Por isso pode-se dizer que culto e cultura são frutos cultivados neste solo fecundo que é a mortalidade consciente de si, o vivente que sabe que morrerá. Nosso estado de mortais nos é constantemente lembrado no destino de nossos semelhantes, ou mesmo dos animais que devoramos, de modo que os humanos-terranos sempre estiveram diante da mortandade sem fim das alteridades, espelhos irrecusáveis de um destino comum. Deste nosso destino comum de mortais é que erguem-se, como árvores enraizadas num solo repleto de raízes e esqueletos, os cultos e as culturas.

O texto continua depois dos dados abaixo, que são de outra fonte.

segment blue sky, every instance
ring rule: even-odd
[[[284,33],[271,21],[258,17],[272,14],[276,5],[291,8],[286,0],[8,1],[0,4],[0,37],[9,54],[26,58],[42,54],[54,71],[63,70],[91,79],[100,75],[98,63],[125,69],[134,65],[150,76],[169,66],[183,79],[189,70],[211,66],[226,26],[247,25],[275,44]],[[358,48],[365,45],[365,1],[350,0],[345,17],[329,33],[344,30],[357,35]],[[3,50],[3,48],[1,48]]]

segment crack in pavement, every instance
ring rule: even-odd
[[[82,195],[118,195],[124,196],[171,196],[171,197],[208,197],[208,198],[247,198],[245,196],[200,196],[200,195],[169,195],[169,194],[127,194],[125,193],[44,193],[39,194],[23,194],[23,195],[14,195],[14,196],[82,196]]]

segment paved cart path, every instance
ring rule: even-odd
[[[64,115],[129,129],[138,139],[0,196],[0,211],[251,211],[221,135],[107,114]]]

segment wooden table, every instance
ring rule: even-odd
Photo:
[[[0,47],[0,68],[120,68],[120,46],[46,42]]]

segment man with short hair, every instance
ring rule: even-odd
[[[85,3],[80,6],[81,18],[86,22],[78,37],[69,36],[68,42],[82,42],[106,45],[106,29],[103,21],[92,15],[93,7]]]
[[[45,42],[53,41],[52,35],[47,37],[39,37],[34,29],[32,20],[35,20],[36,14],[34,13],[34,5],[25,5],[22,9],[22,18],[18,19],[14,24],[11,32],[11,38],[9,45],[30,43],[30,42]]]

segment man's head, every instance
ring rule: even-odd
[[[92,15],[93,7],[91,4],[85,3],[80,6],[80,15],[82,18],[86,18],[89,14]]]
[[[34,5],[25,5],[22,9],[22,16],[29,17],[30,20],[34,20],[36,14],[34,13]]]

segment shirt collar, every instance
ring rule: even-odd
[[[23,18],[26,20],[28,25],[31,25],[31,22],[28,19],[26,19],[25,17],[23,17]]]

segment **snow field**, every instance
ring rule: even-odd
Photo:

“A possibilidade de enraizar no passado a experiência atual de um grupo se perfaz pelas mediações simbólicas. É o gesto, o canto, a dança, o rito, a oração, a fala que evoca, a fala que invoca. No mundo arcaico tudo isto é fundamentalmente religião, vínculo do presente com o outrora-tornado-agora, laço da comunidade com as forças que a criaram em outro tempo e que sustêm a sua identidade. A esfera do culto, com a sua constante reatualização das origens e dos ancestrais, afirma-se como um outro universal das sociedades humanas juntamente com a luta pelos meios materiais de vida.” (BOSI, p. 15)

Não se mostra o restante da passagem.